Which law firm partners don’t know the situation: you want to decide on new marketing expenditure and don’t know which areas of law to push. Or practice groups send out uncoordinated pitches, and it is difficult to stop them because there is no real consensus on what is right and wrong. Or some partners and lawyers frantically follow the FOMO (Fear of missing out) principle and set up LinkedIn activities that are neither planned nor adapted to the different target groups because there are simply no accurate target group definitions.
And then, as I have just experienced again, a consultant from outside the sector is called in. He first says that there are no real target groups or that you are serving the wrong clients and that it makes no sense at all to do marketing, for example, before you have a fixed strategy paper and a firm positioning.

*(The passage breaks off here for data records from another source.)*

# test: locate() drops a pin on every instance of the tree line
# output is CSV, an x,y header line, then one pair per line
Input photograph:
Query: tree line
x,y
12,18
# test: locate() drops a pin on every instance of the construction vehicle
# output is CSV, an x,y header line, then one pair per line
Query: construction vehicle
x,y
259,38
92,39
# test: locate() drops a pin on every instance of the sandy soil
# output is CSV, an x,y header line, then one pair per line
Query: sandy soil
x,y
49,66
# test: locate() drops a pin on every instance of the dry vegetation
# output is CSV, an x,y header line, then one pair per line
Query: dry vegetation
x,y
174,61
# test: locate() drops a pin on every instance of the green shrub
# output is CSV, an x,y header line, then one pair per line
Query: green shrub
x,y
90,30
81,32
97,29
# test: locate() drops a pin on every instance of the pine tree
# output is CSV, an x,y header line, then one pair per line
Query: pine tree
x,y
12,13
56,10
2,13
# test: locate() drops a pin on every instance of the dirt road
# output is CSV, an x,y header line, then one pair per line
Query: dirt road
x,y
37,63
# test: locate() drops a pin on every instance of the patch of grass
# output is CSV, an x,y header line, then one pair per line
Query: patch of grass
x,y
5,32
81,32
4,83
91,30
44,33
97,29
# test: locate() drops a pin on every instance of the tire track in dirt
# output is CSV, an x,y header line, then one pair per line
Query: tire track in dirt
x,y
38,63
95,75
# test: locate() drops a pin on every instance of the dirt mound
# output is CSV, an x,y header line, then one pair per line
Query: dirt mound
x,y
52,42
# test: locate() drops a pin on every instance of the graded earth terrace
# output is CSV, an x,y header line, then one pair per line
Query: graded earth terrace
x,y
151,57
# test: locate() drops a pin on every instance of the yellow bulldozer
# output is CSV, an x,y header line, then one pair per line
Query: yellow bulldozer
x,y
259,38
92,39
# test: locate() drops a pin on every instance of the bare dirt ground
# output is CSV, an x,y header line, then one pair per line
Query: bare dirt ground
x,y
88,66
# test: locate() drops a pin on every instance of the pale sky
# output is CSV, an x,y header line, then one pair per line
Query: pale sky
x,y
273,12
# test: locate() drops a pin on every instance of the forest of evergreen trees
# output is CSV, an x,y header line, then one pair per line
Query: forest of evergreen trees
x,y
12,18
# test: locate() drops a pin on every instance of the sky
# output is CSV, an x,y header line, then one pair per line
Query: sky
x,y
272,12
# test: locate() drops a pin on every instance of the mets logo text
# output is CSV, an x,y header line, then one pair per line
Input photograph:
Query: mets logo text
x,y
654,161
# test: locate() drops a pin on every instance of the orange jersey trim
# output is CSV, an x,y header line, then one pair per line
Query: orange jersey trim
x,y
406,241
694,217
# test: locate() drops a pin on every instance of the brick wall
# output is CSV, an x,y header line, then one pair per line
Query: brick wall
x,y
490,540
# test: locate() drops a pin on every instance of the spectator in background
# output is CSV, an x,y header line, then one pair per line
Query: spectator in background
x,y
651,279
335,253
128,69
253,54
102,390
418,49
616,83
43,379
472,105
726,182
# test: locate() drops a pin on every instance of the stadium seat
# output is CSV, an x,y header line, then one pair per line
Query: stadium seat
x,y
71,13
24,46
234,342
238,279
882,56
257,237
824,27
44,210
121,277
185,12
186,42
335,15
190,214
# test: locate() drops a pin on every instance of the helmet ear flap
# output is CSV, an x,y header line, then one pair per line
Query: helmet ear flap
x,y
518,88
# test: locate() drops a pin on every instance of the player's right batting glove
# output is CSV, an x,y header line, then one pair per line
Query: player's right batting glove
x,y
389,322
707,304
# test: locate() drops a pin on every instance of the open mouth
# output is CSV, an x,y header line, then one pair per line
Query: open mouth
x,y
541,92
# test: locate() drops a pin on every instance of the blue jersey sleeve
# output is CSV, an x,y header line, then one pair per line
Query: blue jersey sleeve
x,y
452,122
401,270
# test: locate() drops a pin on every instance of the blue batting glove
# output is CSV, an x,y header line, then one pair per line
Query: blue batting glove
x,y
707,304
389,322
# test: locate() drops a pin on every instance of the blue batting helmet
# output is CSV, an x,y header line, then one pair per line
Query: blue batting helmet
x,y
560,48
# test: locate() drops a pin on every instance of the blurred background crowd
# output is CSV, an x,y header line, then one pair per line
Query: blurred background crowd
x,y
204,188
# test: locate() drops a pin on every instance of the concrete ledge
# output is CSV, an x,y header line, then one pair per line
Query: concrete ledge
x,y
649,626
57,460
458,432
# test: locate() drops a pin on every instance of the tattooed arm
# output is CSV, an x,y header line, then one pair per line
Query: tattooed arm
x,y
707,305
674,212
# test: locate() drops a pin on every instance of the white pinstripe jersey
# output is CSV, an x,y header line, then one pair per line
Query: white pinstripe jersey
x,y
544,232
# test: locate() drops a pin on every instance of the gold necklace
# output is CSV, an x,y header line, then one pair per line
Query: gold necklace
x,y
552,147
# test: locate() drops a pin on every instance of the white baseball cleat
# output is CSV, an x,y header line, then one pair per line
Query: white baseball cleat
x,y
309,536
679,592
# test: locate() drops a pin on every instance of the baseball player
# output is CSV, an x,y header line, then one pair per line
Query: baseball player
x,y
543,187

Then, as a partner, you first have to get a critical mass of decision-makers on board to start this painful process. Once you have achieved this and there is a strategy paper for the firm’s positioning, you must first align all marketing measures with this paper; after all, you want to do it right.
And after about four months you realize that hardly anyone is following this beautiful plan, and you are exactly where you were at the story’s beginning – but minus time and money.
"A journey of 1,000 miles begins with a single step" - Confucius
The reason? The ideas developed on the consultant’s drawing board for such an approach, which by all means is correct, unfortunately, cannot be implemented so easily in reality. In reality, an iterative step-by-step process would have helped you much more. Don’t rely on one big positioning concept that regulates everything, but instead try many small mini-plans that are specifically designed to be able to take action quickly, effectively and cost-efficiently.
As an example: LinkedIn activities can already be set after you have thought about which activity is aimed exactly at which target group. If, for example, you want to promote labor law and address clients there – and not, for example, reference law firms – this is already enough to create a series of corresponding postings. You don’t have to go over your income books and work out a 3-year strategy based on your client base and then calculate how much you need to spend on labor law in terms of a marketing budget.
But wouldn’t it be much better to work out exactly such a 3-year strategy first? Yes, of course. Theoretically. On the drawing board.
In practice, too, there are always cases in which the state of a law firm simply does not allow for any other serious action than first working out a strategy with all the most important decision-makers. But this is by no means the rule.
Law firms can be helped by far more if you walk at least a part of the right path in small steps and provide pragmatic rather than dogmatic support here. After all, even a journey of 1,000 miles begins with a single step – something Confucius already knew.